Rispetto al libro precedente, un sostanziale passo in avanti concettuale.
Una riflessione a parte merita la sotolineatura del cosiddetto "effetto pizza", qualcosa che somiglia molto al "cavallo di ritorno"della linguistica, e che vede l'emigrazione storica protagonista di uno scambio di tecniche e di importazione di modelli culturali e produttivi (la pizza, la pasta, l'industria conserviera); qualcosa di molto simile a ciò che è accaduto per la cucina indiana, per quella cinese, o negli anni '70 per il sushi in Giappone.

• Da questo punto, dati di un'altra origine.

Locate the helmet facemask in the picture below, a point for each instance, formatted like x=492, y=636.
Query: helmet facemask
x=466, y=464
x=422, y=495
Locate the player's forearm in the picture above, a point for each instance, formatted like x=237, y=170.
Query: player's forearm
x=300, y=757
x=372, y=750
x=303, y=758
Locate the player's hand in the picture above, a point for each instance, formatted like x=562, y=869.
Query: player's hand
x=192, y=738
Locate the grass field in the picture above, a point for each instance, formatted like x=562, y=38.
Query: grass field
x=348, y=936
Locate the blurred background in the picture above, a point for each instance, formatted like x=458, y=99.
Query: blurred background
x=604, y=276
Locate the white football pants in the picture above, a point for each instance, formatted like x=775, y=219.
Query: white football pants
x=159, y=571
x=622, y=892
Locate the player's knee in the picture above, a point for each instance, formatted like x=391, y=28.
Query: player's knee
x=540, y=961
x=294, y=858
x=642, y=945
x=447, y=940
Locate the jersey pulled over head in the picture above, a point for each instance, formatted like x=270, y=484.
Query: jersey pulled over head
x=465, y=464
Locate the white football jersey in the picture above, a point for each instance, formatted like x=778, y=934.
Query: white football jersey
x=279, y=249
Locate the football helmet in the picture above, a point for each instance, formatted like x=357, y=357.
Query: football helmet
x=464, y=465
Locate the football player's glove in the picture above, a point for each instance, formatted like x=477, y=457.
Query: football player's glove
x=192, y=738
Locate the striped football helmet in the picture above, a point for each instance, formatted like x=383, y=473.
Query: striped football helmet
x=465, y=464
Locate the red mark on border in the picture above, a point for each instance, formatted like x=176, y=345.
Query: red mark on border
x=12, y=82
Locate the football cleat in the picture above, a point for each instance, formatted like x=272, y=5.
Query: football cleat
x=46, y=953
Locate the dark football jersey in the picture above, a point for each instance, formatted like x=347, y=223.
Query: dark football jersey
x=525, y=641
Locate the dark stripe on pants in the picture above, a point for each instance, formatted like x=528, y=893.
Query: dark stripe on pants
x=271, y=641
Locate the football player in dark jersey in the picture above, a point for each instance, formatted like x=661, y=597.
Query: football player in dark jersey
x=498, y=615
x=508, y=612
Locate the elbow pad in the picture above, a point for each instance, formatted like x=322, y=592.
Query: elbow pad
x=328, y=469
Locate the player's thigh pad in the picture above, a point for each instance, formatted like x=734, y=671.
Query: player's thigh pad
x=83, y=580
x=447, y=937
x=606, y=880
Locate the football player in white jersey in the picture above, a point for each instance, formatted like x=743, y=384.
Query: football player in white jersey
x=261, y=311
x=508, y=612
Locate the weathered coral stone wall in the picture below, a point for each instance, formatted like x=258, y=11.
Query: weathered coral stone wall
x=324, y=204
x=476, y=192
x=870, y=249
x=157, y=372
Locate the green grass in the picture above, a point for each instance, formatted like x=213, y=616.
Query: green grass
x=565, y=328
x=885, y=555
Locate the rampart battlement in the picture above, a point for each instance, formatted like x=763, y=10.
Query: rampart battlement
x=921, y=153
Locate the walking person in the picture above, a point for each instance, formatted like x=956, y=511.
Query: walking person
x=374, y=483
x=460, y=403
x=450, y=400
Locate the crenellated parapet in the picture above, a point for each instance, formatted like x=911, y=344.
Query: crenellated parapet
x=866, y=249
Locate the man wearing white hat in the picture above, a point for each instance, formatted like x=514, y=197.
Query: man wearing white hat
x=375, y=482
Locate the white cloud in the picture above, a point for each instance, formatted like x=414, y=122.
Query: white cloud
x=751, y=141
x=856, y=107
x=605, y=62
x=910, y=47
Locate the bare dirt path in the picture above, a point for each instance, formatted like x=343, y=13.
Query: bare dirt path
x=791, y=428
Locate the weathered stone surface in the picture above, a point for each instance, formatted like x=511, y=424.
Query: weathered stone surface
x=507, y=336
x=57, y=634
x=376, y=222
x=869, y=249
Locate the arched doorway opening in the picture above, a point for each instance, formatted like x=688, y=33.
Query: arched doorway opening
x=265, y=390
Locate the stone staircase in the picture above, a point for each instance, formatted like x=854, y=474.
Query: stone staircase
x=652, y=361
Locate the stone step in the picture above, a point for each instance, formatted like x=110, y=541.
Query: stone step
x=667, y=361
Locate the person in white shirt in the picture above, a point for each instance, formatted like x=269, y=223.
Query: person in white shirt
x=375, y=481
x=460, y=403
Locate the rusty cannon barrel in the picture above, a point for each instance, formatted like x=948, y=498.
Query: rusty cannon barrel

Aggiungo che, a mio parere, insistere su questa strada investigativa è intelligente e coraggioso, non folle: andrebbe rivisto il modello italiano, soprattutto quello economico (ma da chi???), uno zoccolo duro improntato sulla fuffa, o sulla nostalgia di un qualcosa che non c'è mai stato, o su aberrazioni tipo la "predisposizione turistica" del Paese (immaginare un futuro fatto solo di camerieri, bagnini e chef), insomma un intero impianto di falsificazione del reale che ci permette di vivere con un piede sul baratro, mentre pensiamo di essere il paradiso terrestre, e che tutti ci invidiano il desco. La realtà è che siamo stati i primi ad inventare l'Italian Sounding: rimarremo deboli e irrilevanti, se non affrontiamo il presente con una nuova coscienza (per esempio, il fatto che in economia il saper fare conta più del dove si faccia). O per lo meno, con un minimo di coscienza libera da presunzioni e preconcetti.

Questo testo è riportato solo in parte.